Though quiet and soft spoken, she has a great deal of pride and a larger sense of entitlement. It's very possible to get her excited about something, perhaps via promises of luxury and ritzy past times such as watching theater or attending a symphony. But if one promise such a thing, they better hold up to it. If they do, she'll be forever grateful. If not, they'll endure her carefully aimed bitterness.
History: Morlais grew up with a nomadic, seafaring tribe of Sidhe-identifying people called Selkies. She wasn't raised by a single mother or father, but rather by an entire community. Having lived a quiet life out at sea, Morlais only caught the rare story of rich lives in land via overhead conversation and newspapers caught in the wind. She decided very suddenly that the life of an aristocrat was the life for her, and naively set out to attain it.
Her first proper entry into land-bound life began on the shores of a small, Welsh fishing village A man by the name of Mr. Jernigan, who owned an ocean front property in the form of a humble inn was the first to spot the nude lass appear upon the wave battered rocks. With warm robes in hand, he went out to investigate her.
At some point during their exchange, Jernigan found himself possessing the selkie's pelt, and failed to return it to her. He promised to return it to her as a wedding gift if she agreed to marry him. Morlais obliged with the added stipulation that they would move away from the small village and into a larger, more happening city. He agreed, and the two were wed.

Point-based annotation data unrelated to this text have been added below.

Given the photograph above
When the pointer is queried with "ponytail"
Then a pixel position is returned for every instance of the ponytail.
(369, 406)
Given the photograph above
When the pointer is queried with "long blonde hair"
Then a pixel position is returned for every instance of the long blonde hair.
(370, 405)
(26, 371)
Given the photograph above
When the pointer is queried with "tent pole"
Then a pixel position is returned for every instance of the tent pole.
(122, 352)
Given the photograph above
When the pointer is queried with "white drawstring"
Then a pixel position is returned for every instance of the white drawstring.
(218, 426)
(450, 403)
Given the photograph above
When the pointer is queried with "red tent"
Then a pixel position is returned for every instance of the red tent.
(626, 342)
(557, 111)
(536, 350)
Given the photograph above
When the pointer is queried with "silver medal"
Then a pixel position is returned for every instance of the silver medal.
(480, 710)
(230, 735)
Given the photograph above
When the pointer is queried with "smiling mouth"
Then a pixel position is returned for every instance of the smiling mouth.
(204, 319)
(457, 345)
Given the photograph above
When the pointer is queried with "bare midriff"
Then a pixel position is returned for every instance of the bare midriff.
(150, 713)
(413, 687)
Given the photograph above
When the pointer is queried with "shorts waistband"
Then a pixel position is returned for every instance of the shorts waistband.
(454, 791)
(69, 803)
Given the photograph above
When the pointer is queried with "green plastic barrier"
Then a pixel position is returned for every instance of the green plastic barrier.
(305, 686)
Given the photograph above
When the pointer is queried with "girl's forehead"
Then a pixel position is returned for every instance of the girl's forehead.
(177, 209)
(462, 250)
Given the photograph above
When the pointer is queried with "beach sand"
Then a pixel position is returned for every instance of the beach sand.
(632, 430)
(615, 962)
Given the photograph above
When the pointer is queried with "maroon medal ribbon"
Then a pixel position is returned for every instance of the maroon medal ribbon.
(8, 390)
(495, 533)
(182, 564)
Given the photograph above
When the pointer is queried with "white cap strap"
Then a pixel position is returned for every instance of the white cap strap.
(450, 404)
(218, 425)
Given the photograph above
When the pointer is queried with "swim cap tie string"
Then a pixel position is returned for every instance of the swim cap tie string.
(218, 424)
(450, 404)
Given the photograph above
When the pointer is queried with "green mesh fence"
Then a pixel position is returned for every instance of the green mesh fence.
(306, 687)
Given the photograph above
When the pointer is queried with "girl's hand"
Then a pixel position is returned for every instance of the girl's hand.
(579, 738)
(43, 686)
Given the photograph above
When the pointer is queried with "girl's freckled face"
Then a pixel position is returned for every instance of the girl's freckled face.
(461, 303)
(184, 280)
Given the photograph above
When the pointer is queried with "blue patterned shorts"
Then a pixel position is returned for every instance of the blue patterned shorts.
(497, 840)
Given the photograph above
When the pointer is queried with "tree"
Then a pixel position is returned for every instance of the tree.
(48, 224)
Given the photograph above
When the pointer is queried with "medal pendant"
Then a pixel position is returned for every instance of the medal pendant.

Unfortunately for Morlais, Mr. Jernigan failed to fulfill both promises, and their marriage quickly grew bitter. Never the less, during the first of five years she had been married, Morlais mothered twin daughters (both of whom she loves dearly). She plays the harp as an attraction for patrons of the inn while her husband manages employees, finances, and inventory. He flirts with female patrons and has been far less than faithful to his strange faerie wife. She could not have cared less until learning that her husband expected faithlessness to be a one-sided game.
Life in the small villiage proves dull and lacking stimulation for Morlais. She still searches every day for her pelt and swears that upon finding it, she'll not retreat back into the ocean, but that she will escape to forge a new life for herself among the upper social echelons of luxurious city living.